Sie wäre so gerne geblieben. Sie stand kurz davor, jedes Wort zu glauben, das er zu ihr sagte, weil sie sonst nichts hatte, woran sie glauben konnte. Aber das ging nicht, Die Handschellen, die sie in dieser Nacht getragen hatte, bedeuteten, dass er nicht an ihre Unschuld glaubte, ganz gleich, wie sehr er sie vom Gegenteil zu überzeugen versuchte.
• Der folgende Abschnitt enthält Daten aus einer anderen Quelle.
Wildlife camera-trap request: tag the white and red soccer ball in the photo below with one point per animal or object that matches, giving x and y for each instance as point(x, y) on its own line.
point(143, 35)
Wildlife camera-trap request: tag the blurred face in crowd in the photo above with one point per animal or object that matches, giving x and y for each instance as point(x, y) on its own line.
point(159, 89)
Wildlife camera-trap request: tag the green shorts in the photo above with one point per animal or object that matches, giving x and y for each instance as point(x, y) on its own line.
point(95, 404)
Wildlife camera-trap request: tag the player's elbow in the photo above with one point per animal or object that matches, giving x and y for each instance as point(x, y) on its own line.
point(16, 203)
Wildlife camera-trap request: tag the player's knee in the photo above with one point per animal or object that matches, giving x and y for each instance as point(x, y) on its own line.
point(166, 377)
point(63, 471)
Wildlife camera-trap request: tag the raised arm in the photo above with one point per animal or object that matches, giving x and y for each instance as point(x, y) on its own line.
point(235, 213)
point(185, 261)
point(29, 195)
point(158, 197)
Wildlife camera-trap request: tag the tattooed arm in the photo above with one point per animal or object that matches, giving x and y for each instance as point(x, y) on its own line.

Wenn sie doch nur die kostbaren Augenblicke zurückholen könnte, die sie letzte Nacht miteinander geteilt hatten, als die übrige Welt verschwunden war und er ihr gezeigt hatte, wie wunderbar Sex sein konnte. Sie hatte es vorher nicht gewusst. Sie hatte nicht die leiseste Ahnung gehabt, dass es so sein konnte. Anschließend hatte sie sich nur gewünscht, an seiner Seite einzuschlafen, um an diesem Morgen aufzuwachen und sich erneut von ihm bestätigen zu lassen, dass er an sie glaubte und ihr helfen würde, dass sie vielleicht, nur vielleicht, doch noch eine Zukunft hatte.

Dann hatte er alles zerstört, als er ihr die Handschellen angelegt hatte.

»Ich werde dich nicht hilflos zurücklassen«, sagte sie. »Später rufe ich Sandy an und sage ihr, dass sie dich befreien soll.«

John schloss die Augen. »Ich bin begeistert!«

»Ich sage ihr, dass wir uns wegen irgendwas gestritten haben und ich so wütend war, dass ich dich gefesselt habe und gegangen bin. Sie wird es glauben.«

»Nein, das wird sie nicht. Sie mag dich, Renee. Sie wird kein einziges Wort ...«

»Ich werde dafür sorgen, dass sie mir glaubt. Und es tut mir Leid wegen deines Wagens, aber ich muss ihn mitnehmen. Ich weiß, dass das Autodiebstahl ist, aber mir bleibt keine andere Wahl. Du wirst ihn bald wiederbekommen. Irgendwie. Das verspreche ich dir.«

Sie ging zur Tür hinaus.

»Renee.«

Diesmal war seine Stimme sanft und flehend, und sie drang mühelos bis zu ihrem Herzen vor. Sie blieb stehen, mit dem Rücken zu ihm, eine Hand am Türrahmen, und wünschte sich, Gott hätte für diese Geschichte ein anderes Ende vorgesehen.

»Bedeutet es dir gar nichts, was letzte Nacht zwischen uns war?«, sagte er.

Tu mir das nicht an, bat sie ihn stumm, während ihr Tränen über die Wangen liefen. Lass mich einfach gehen und vergiss, dass du mir jemals begegnet bist.

Sie wischte sich die Tränen mit dem Handrücken ab, dann drehte sie sich um und blickte ihm noch einmal in die Augen.

»Es hat mir mehr als alles andere bedeutet, John. Ich wünsche mir nur, es hätte auch dir etwas bedeutet.«

Dann verließ sie das Schlafzimmer. Sie hörte, wie er laut fluchte und mit der Faust gegen den Bettrahmen schlug. Dabei zuckte sie zusammen und musste sich mit der Hand an der Wand abstützen, weil sie nicht wusste, ob sie sich auf den Beinen halten konnte. Sie atmete tief und zitternd ein, dann wappnete sie sich und legte den Schlüssel für die Handschellen auf den Küchentisch.

Sie musste zu Paula fahren, sich etwas Geld borgen und dann ganz schnell aus der Stadt verschwinden.